Recent statistics show that Idaho's wine industry is on the rise and though the state's production and quality is not at the same level as world-class neighbor Washington, the state is making significant progress, according to a recent story by Idaho Fox-affiliate FOX9.
“The Idaho Wine Commission certainly has something to toast their glasses to,” the news outlet reported this past Tuesday. “In a new report by wine think tank group Stonebridge, 2013 was the most productive year the Idaho wine industry has seen to date.”
FOX9 reported that Idaho's wine industry production “yielded over 234,000 cases of wine” in 2013, compared with 179,000 cases in 2012.
Idaho Department of Commerce Director Jeff Sayer told FOX9 increased community support has been an important factor in the state’s emerging wine industry.
“Local support is key to having a successful wine industry and local restaurants and Idahoans are becoming the biggest cheerleaders for Idaho wine,” Sayer said. “I look forward to seeing this industry continue to grow.”
According to the FOX9 report, the wine industry provided the state with 1,200 full-time jobs in 2013.

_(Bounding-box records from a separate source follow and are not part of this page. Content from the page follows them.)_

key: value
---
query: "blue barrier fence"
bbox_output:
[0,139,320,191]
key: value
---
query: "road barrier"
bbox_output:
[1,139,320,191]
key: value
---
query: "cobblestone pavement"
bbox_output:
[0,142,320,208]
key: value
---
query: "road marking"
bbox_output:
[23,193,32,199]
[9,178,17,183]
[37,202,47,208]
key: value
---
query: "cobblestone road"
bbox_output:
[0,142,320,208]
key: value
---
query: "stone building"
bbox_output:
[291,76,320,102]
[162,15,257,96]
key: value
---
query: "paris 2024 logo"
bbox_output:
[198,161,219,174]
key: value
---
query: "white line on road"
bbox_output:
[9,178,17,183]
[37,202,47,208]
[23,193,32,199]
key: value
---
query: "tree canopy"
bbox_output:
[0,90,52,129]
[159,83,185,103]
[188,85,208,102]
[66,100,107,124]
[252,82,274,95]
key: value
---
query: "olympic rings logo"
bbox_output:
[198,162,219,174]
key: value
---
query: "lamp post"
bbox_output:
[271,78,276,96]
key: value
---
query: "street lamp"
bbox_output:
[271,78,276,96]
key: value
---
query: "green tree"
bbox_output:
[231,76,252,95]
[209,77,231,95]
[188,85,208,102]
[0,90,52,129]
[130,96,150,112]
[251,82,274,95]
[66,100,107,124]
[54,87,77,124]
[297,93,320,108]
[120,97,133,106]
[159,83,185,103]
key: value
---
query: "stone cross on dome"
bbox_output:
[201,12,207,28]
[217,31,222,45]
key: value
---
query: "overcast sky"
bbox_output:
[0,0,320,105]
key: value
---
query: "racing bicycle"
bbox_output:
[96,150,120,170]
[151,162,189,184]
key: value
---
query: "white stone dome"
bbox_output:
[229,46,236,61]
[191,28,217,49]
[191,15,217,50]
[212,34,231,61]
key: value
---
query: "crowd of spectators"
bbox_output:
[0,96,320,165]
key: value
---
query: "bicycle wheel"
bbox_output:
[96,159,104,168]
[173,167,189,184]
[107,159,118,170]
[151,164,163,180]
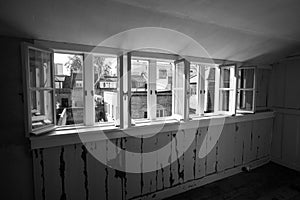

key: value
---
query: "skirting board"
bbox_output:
[133,156,271,200]
[271,158,300,171]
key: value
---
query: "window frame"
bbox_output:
[23,42,256,138]
[21,42,56,137]
[236,66,257,114]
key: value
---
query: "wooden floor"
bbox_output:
[168,163,300,200]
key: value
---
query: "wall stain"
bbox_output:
[175,133,184,182]
[160,164,165,189]
[81,145,89,200]
[40,149,46,200]
[33,149,39,159]
[215,141,219,173]
[105,167,108,200]
[59,147,67,200]
[235,123,239,132]
[193,129,199,179]
[140,138,144,194]
[242,141,245,164]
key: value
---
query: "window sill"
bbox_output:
[30,111,274,149]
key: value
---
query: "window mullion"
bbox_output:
[214,67,221,112]
[122,53,131,128]
[147,60,157,120]
[183,60,191,121]
[83,54,95,126]
[198,65,207,115]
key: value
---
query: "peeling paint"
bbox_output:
[242,141,245,164]
[59,147,67,200]
[33,149,39,159]
[140,138,144,194]
[81,145,89,200]
[235,123,239,132]
[215,141,219,173]
[40,149,46,200]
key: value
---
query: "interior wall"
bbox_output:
[270,58,300,171]
[0,37,33,199]
[33,117,273,200]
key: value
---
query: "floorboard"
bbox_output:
[167,163,300,200]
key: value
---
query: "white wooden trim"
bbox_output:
[83,54,95,126]
[133,156,270,200]
[147,60,157,120]
[30,112,275,149]
[183,60,190,121]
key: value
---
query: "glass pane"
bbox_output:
[238,69,254,88]
[94,56,119,122]
[220,68,230,88]
[131,59,149,119]
[156,62,173,118]
[54,53,84,126]
[31,90,54,130]
[29,49,52,88]
[189,64,200,114]
[237,90,253,111]
[173,62,185,117]
[219,90,230,111]
[204,67,216,113]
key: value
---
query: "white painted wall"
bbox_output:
[270,58,300,171]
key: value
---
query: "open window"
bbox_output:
[215,65,236,115]
[22,44,56,134]
[237,67,256,113]
[172,59,190,121]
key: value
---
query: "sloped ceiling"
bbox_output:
[0,0,300,64]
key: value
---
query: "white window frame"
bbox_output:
[236,66,257,113]
[21,43,56,137]
[24,42,251,136]
[216,64,237,115]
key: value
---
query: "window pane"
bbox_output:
[238,69,254,88]
[29,49,52,88]
[54,53,84,125]
[131,59,149,119]
[31,90,53,129]
[237,90,253,111]
[93,56,119,122]
[219,90,230,111]
[156,62,173,117]
[189,64,200,114]
[220,68,230,88]
[204,67,216,113]
[173,61,185,117]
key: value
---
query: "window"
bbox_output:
[130,59,149,119]
[23,44,55,134]
[237,67,256,113]
[54,53,84,126]
[24,42,248,134]
[93,55,119,123]
[218,65,236,114]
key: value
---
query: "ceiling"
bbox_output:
[0,0,300,64]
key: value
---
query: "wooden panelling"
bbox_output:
[33,118,274,200]
[270,59,300,170]
[44,147,64,199]
[86,141,107,200]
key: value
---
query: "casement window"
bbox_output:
[237,67,256,113]
[189,63,236,117]
[22,44,56,134]
[129,57,187,124]
[24,42,245,134]
[217,65,236,115]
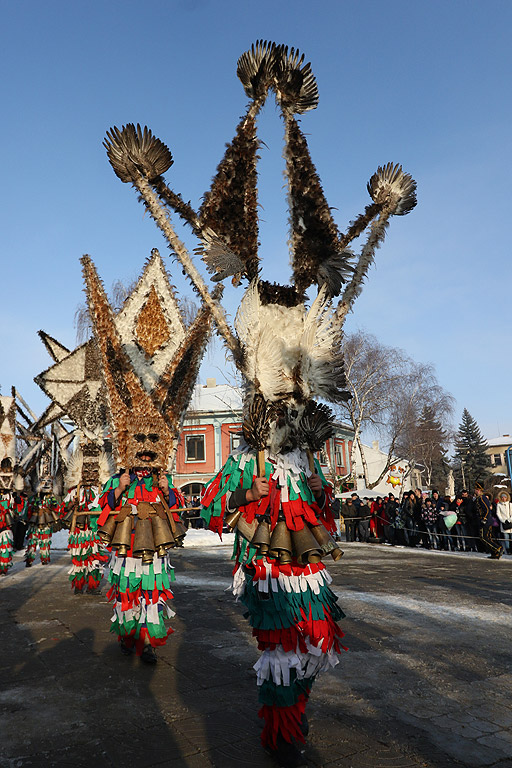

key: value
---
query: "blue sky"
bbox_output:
[0,0,512,438]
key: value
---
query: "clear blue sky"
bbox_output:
[0,0,512,438]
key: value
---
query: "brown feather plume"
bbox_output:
[242,394,274,451]
[103,123,173,182]
[273,45,318,114]
[236,40,276,99]
[299,400,334,452]
[285,117,350,295]
[199,115,259,280]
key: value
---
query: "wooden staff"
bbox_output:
[69,483,82,534]
[256,449,266,477]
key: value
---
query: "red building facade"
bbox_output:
[174,379,353,496]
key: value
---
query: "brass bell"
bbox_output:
[236,515,258,543]
[133,517,156,564]
[225,509,242,530]
[291,525,322,565]
[151,514,175,557]
[61,507,75,528]
[251,519,270,555]
[270,520,292,565]
[98,515,116,547]
[310,523,343,560]
[111,515,132,557]
[173,520,187,544]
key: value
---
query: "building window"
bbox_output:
[229,432,242,453]
[185,435,205,461]
[180,483,204,496]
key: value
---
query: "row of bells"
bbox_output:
[98,502,187,564]
[60,507,91,530]
[36,507,59,528]
[226,509,343,565]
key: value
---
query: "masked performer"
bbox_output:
[63,485,109,595]
[82,251,216,663]
[105,41,416,766]
[0,491,14,576]
[25,492,60,568]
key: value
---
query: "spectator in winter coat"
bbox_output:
[450,493,467,552]
[370,496,384,541]
[460,490,485,552]
[475,483,503,560]
[496,491,512,555]
[383,493,398,546]
[421,499,439,549]
[357,498,371,543]
[341,498,359,541]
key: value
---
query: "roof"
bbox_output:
[188,384,242,413]
[487,435,512,448]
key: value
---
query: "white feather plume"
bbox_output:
[300,286,344,401]
[65,446,84,488]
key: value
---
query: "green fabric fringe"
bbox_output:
[240,573,345,629]
[108,563,176,592]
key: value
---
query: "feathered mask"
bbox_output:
[104,41,416,451]
[82,249,216,469]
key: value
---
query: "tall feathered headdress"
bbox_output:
[104,40,416,456]
[82,249,217,469]
[34,331,112,488]
[0,391,16,490]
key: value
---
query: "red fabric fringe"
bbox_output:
[258,691,309,749]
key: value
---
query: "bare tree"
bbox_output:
[388,362,455,485]
[339,330,453,488]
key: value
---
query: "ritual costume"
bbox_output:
[98,469,185,661]
[63,486,109,595]
[82,250,216,663]
[25,492,60,568]
[104,41,416,768]
[0,492,14,576]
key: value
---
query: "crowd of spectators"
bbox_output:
[340,488,512,554]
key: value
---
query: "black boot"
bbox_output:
[267,733,308,768]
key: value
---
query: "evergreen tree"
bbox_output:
[416,405,449,493]
[455,408,491,490]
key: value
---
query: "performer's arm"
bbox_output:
[108,472,132,509]
[308,474,325,509]
[228,477,270,509]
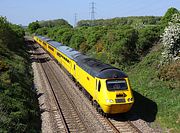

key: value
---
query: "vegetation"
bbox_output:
[27,8,180,132]
[0,17,40,133]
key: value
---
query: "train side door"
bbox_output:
[95,79,101,101]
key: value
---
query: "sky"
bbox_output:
[0,0,180,26]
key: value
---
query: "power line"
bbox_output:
[91,2,95,26]
[74,13,77,27]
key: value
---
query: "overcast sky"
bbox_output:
[0,0,180,25]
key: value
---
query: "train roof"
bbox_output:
[48,40,62,49]
[57,46,81,60]
[35,36,127,79]
[76,55,127,79]
[37,36,51,42]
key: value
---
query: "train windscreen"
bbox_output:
[106,79,128,91]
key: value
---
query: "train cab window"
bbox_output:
[106,79,128,91]
[98,81,101,91]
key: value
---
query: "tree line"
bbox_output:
[0,17,40,133]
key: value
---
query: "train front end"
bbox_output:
[99,70,134,114]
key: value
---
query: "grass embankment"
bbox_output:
[128,44,180,132]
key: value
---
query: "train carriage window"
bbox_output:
[98,81,101,91]
[106,79,128,91]
[48,46,54,51]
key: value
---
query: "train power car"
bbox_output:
[34,36,134,114]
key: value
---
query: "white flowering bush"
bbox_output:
[162,13,180,64]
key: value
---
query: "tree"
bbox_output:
[160,7,179,30]
[28,21,40,33]
[162,13,180,64]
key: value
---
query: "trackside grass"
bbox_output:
[128,44,180,132]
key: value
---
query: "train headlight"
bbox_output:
[128,98,133,102]
[106,99,114,103]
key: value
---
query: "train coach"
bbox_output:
[34,36,134,114]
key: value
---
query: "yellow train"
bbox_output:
[34,36,134,114]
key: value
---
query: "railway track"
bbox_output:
[27,37,152,133]
[30,42,88,132]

A press release from Pend d'Oreille Winery backed up the employment numbers, saying the winery “grew (their) employment by 50% last year in production and sales.”
The Idaho Wine Commission said the total number of wineries in the state is 51, a nearly 500 percent increase over the state's total of 11 wineries in 2002.

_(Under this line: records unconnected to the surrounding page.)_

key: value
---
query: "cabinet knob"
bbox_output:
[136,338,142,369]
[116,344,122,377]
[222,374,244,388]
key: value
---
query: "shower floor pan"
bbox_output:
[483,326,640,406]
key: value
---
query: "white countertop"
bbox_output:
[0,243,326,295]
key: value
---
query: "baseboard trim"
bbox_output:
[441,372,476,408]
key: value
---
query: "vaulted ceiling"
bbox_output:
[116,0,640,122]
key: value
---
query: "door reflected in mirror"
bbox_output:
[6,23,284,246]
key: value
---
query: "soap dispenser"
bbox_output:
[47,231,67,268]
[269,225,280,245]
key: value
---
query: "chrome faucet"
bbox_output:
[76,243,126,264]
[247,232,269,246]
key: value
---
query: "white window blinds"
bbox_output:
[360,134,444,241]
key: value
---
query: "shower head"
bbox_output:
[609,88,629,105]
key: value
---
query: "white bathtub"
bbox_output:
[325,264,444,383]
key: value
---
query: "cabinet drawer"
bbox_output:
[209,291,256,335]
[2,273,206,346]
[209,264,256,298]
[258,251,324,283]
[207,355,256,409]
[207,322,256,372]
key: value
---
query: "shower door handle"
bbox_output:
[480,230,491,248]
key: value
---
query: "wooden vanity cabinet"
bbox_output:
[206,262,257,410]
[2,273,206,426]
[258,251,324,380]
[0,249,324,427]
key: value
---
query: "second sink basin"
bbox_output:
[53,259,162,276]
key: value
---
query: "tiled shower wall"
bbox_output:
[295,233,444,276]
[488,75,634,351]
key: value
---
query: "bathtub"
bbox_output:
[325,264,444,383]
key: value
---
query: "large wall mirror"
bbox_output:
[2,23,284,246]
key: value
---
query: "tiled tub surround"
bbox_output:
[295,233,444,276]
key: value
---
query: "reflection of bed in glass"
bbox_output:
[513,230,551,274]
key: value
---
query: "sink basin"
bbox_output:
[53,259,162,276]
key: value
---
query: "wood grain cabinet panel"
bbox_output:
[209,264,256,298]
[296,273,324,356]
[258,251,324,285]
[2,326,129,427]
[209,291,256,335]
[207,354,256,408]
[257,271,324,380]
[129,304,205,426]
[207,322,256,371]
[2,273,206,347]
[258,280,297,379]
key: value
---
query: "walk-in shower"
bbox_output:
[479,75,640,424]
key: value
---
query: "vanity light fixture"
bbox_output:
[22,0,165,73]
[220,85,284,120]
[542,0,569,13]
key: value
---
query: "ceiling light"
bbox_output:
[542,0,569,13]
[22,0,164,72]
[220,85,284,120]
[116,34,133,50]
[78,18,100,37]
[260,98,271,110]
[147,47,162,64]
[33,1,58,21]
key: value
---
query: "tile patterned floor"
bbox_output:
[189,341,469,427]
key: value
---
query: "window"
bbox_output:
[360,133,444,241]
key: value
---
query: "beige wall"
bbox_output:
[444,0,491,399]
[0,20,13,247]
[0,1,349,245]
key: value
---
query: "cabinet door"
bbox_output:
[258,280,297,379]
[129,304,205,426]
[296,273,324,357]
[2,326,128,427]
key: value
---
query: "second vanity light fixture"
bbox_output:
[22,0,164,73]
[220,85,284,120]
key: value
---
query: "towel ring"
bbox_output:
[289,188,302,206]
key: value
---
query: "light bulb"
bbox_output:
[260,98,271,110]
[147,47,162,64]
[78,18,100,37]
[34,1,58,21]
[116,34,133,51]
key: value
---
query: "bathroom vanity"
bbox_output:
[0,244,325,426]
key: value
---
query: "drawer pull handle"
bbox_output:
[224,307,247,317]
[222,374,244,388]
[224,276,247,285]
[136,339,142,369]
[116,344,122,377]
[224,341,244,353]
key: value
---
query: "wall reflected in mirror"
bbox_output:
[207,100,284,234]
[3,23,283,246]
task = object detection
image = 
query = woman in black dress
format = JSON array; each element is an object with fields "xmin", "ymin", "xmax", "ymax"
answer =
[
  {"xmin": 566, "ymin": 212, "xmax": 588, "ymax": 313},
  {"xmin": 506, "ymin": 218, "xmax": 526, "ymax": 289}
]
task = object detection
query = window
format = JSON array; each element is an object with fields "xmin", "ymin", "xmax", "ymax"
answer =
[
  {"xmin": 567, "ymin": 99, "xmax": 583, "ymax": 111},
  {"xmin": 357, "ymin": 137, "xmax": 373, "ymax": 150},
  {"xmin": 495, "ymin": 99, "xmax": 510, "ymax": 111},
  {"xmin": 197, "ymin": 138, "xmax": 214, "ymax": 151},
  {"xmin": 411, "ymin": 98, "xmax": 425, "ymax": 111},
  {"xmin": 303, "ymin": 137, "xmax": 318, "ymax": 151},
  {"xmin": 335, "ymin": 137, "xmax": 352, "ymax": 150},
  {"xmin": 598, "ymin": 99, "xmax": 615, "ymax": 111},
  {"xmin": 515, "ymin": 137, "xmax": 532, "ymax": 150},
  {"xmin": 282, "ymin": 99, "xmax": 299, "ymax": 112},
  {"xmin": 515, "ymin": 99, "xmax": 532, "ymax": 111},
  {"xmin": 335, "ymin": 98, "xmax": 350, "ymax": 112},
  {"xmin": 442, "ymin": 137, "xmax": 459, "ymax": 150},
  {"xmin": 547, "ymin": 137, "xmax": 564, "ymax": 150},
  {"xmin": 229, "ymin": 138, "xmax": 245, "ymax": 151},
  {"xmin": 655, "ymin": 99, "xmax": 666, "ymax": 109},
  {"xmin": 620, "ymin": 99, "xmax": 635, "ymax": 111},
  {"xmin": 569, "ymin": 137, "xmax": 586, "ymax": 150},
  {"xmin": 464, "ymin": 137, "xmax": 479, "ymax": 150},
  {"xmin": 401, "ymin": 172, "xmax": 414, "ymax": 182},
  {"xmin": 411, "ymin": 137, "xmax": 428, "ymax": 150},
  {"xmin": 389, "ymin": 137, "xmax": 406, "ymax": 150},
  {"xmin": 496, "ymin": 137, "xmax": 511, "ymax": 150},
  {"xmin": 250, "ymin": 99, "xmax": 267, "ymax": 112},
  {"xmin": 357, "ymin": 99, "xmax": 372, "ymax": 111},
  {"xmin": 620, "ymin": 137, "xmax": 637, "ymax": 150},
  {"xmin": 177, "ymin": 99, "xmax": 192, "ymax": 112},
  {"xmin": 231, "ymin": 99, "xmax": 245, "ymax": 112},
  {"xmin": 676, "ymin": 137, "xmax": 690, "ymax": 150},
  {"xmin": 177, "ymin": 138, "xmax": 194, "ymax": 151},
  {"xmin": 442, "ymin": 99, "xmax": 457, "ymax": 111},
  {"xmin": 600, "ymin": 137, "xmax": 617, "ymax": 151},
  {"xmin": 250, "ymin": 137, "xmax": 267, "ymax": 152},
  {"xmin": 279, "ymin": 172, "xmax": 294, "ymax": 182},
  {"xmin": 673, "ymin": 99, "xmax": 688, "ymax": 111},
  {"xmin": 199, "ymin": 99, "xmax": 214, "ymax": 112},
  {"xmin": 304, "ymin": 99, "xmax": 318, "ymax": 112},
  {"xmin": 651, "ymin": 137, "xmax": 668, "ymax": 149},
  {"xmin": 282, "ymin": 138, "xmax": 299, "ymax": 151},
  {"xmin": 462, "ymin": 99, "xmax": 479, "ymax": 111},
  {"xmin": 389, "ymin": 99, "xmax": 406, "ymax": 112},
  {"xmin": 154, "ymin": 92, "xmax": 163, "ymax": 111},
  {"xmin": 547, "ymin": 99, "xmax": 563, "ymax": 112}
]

The state's wineries harvested 2,472 tons of grapes in 2013, averaging 2,816 tons over the past five years. 
In 2008, the industry had an impact of $78 million on Idaho's economy, the wine commission reported. 
The state is home to one American Viticultural Area, the Snake River Valley. This past year, however, the government accepted Idaho's application for a second AVA .
Two Snake River Valley offerings made The Seattle Times “Top 50 for 2014” wine list – Coiled Wines' 2013 dry Riesling and Huston Vineyards' 2012 Malbec.
The Coiled Wines Riesling was “one of the most dramatic Rieslings in the Northwest, thanks to notes of green apple, minerality and spine-shivering acidity,” Times contributor Andy Perdue said.
The Huston Malbec was “perfectly balanced … with bright red fruit” and “the top-ranked Idaho wine using Idaho grapes,” Perdue said.